Sausage & Sage Skillet Cornbread Stuffing
- 1 Box Zatarain’s Cornbread Mix (12.5 ounces)
- 1 1/4 stick organic butter
- 1/2 cup organic milk
- 2 large organic eggs
- 1 pound sweet Italian sausage (bulk or casings removed)
- 1 medium yellow onion, finely chopped
- 3 stalks celery, finely chopped
- 1 medium apple, chopped
- 2 tablespoons chopped fresh sage
- 1 tablespoon chopped fresh thyme
- 1/4 cup chopped fresh parsley
- 1 teaspoon kosher salt
- 1 pinch Maldon’s flake sea salt (for finishing)
- Freshly ground pepper
Over medium heat, melt 6 tablespoons of butter in a well seasoned 10-inch cast-iron skillet (The Le Creuset enameled 10-1/4 inch cast-iron skillet is my favorite). Add sweet Italian sausage and saute about 4 min, breaking up the meat with a wooden spoon. Add the onion, celery, apples, sage, thyme, 1 teaspoon kosher and a few grinds of fresh pepper, stirring, until the vegetables are tender, about 4 minutes. At this point, the meat should be browned, and vegetables tender. Set skillet aside off of heat and spread mixture evenly over the botton of the skillet.

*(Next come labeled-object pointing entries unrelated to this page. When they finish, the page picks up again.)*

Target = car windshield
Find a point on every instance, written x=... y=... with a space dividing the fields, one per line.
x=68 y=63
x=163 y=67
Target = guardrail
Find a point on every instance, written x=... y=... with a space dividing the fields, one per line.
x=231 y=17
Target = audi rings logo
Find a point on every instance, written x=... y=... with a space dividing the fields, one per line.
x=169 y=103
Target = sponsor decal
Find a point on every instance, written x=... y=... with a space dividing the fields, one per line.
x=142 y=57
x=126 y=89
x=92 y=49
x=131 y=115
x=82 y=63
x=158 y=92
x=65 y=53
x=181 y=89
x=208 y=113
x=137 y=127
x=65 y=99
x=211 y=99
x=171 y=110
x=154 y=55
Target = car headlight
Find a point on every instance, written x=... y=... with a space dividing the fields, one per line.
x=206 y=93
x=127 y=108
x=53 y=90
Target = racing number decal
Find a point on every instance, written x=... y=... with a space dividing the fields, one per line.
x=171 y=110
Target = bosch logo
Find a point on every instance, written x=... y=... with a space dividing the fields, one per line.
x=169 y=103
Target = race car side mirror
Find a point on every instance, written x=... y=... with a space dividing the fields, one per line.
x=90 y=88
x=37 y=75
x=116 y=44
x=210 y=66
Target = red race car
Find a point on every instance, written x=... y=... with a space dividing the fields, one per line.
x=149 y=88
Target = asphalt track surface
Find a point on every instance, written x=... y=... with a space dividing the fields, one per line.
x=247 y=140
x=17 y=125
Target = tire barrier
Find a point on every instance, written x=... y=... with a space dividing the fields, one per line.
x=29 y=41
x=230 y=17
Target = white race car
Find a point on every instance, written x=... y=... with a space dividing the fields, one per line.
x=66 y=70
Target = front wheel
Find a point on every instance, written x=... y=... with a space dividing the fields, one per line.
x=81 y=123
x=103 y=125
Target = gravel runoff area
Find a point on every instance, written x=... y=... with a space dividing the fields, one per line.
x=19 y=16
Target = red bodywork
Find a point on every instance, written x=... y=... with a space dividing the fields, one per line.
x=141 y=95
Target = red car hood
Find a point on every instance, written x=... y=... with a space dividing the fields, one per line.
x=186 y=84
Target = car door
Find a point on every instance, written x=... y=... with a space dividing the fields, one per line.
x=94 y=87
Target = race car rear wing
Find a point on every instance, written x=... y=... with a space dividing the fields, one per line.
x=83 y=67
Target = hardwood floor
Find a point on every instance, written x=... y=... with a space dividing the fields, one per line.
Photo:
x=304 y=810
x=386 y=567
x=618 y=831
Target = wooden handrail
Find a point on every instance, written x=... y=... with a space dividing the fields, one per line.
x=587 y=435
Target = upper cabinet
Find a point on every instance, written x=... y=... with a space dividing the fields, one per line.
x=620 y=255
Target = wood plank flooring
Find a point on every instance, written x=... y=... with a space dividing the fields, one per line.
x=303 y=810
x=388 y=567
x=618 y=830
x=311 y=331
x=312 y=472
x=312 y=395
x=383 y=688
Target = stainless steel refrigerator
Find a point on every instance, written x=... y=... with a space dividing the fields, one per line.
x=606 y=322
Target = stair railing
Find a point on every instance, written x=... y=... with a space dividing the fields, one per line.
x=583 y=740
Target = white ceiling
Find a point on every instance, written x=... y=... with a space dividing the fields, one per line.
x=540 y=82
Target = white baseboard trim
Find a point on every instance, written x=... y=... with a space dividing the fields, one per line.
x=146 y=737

Melt the 6 remaining tablespoons of butter in a small sauce pan, remove from heat. Briskly whisk the 2 eggs and parsley in a large bowl until beaten. Add Zatarain’s Cornbread Mix, milk, butter and stir, until combined. Pour cornbread batter over the sausage, onion, celery mixture in the cast-iron skillet. Place the skillet in a preheated 375deg F oven with the rack in middle position. Bake 15 -18 minutes or until a toothpick inserted into cornbread’s center comes out clean. Remove from oven and finish witha pinch of Maldon’s flake sea salt.